This year was really miserable… at least for most folks. It was rainy all weekend and the temperature peaked in the low 50’s both days. I say “for most folks” because I look don’t mind “rain races”. I started my racing career in Great Britain, and if you are going to race there, you had better learn to race in the rain.

Racing in the rain is mostly about preparation and strategy. Preparation like windshield wipers… good ones, and RainX for the windshield... Rain tires, both “full wet” and “intermediates”… water-proofed electronics… oh yea anti-fog coated windshield. Most cars in the “GT” classes run Lexan windshields. The anti-fog stuff you buy at to parts store doesn’t work well on Lexan windshields.

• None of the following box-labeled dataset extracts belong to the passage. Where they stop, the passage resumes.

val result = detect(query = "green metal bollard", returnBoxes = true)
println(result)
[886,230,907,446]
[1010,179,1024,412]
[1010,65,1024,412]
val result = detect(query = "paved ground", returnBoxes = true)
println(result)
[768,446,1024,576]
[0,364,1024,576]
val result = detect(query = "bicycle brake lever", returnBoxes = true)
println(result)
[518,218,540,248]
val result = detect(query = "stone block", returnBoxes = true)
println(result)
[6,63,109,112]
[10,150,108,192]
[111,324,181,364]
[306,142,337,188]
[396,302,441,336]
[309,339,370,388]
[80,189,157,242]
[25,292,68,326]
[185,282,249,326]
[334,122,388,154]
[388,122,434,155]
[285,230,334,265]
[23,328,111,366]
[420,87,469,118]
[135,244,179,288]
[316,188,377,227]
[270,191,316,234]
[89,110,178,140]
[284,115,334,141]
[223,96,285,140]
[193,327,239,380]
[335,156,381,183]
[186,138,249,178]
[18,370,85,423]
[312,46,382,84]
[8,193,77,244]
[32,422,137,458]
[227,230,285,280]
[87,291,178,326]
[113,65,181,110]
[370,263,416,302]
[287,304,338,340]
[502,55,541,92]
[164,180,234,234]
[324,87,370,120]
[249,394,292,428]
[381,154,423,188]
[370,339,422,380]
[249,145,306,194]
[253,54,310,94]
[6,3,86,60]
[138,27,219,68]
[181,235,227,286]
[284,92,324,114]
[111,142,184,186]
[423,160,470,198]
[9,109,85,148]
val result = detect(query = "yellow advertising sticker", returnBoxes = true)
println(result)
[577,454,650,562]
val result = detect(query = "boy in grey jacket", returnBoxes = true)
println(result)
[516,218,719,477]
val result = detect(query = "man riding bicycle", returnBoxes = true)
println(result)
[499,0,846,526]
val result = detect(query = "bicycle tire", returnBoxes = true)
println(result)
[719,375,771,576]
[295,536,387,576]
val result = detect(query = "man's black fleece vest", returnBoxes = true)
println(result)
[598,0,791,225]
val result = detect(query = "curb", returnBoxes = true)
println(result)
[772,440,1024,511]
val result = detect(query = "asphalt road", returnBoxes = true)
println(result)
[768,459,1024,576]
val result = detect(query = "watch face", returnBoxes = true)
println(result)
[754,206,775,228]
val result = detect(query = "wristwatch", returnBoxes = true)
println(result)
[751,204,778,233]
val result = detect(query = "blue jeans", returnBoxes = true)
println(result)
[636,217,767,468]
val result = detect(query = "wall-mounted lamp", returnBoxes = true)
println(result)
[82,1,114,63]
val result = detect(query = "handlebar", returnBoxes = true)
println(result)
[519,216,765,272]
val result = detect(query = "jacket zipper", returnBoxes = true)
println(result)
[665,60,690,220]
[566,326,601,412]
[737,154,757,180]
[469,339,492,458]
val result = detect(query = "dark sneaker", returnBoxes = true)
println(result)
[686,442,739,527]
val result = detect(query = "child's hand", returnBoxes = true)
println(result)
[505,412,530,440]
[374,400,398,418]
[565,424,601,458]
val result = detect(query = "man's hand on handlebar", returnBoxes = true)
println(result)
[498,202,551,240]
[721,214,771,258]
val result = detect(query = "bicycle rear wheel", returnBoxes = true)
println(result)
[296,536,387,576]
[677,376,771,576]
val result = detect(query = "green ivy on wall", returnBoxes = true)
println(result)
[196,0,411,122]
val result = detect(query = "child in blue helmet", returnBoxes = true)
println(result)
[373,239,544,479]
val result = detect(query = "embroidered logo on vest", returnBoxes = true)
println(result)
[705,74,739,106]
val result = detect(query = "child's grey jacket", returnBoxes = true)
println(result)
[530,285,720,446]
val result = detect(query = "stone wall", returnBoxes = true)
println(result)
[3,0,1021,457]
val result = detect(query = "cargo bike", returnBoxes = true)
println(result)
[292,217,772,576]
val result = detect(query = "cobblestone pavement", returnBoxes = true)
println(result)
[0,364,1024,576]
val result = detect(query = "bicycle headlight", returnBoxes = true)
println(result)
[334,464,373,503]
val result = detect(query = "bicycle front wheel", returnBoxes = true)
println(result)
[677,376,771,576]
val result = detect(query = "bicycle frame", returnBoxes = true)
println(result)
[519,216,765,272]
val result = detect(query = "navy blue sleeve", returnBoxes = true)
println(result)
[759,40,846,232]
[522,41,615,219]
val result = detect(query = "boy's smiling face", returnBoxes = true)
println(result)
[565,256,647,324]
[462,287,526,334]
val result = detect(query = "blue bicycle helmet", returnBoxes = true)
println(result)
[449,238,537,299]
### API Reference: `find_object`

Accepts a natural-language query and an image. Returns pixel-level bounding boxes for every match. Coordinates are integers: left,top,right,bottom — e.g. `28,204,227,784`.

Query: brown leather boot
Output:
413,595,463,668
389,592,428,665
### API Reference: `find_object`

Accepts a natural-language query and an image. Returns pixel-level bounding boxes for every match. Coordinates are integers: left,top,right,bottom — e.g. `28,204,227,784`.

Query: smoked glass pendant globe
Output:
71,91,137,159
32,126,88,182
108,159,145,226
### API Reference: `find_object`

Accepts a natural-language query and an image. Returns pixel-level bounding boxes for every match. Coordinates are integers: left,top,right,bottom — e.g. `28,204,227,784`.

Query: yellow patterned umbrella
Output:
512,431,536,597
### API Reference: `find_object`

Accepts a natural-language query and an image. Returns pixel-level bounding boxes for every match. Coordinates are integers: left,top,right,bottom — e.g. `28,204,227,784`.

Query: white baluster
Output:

So when you build the car, you’ve got to get the much more expensive anti-fog Lexan… about 2X more expensive. So, if you’re building a racecar, you can persevere through most rain problems, but a fogged up windshield isn’t one of them.

In the Southern Pacific Division, very few prepare for rain. Most of the cars don’t have windshield wipers installed and few own even one set of rain tires. Even though all of the racetracks in the division have race tire shops at the track, none of them stock rain tires. In fact, rain tires are “special order” only and take about 2 weeks to get. So in the Southern Pacific Division, if it rains and you don’t bring rain tires, you might as well go home.

I talked about rain racing a bit, because it wasn’t much of a race. Right off I’ll tell you that I won… and that I was the only GT-4 in the race. The weather forecast correctly predicted rain all weekend. About half of all the entries (in all classes) didn’t even show up at the track. About half of those who did showed up never went on course. And the brave souls who tried to go out without rain tires soon found themselves “in the weeds”… a few with bent cars.

As most of you probably know, for all but the “RunOffs” SCCA groups cars from several classes into the same race. For this race there were nine different classes in my race group… GT1 through GT5 and E-Production through H-Production. On the starting grid there were 11 cars: 1 GT1, 2 GT3, 1 GT4 (me), 5 E-Productions, and 2 G-Productions. That’s out of 40 “odd” entries. Since I was the only GT-4 in the race all I did was motor around and take the first place points. So, although the race was a “gimme”, being prepared is a large part what winning championships is about. So, I’ll take the even bigger points lead in the championship.

During the race… errrr, the “motoring around” I noticed that the oil pressure was falling off. By the end of the “motoring around” the pressure was down to less than 20 PSI… something was “going south”. The F-Production engine had gone as far as it was going to go. The “real” GT-4 engine wasn’t ready… the custom valves and valve guides I had ordered for the head had arrived but were still in the box.

The “bottom end” of the new engine was ready, and just waiting for the head. But with only 2 weeks to the next race in Phoenix (only one week-end to work on the car if I didn’t go home), there wasn’t enough time to properly do the head. It takes around 40 hours to do everything to a full tilt race head, and the head I was working on was only about half done.

I had a new “week-end warrior” head on the shelf so I stuffed it on the block, “buttoned it up” and swapped the engine. Including all of the other usual between race work (brake pads, bleed brakes, wheel bearings, and a dozen other things on the check-list) it took about 17 hours Saturday and 14 hours Sunday to get everything done. The dp MotorSports shop is at Buttonwillow Raceway Park… about 60 miles from my house and I keep my motorhome parked there. So it was another weekend without going home… :( but I was ready for the Phoenix race. :)

The next Tuesday I got an email from the Arizona Region “Regional Executive”, saying that the National race was canceled. The recent rains had caused damage to the track at PIR and there was no option except to cancel the race… aaarrrrggghhh.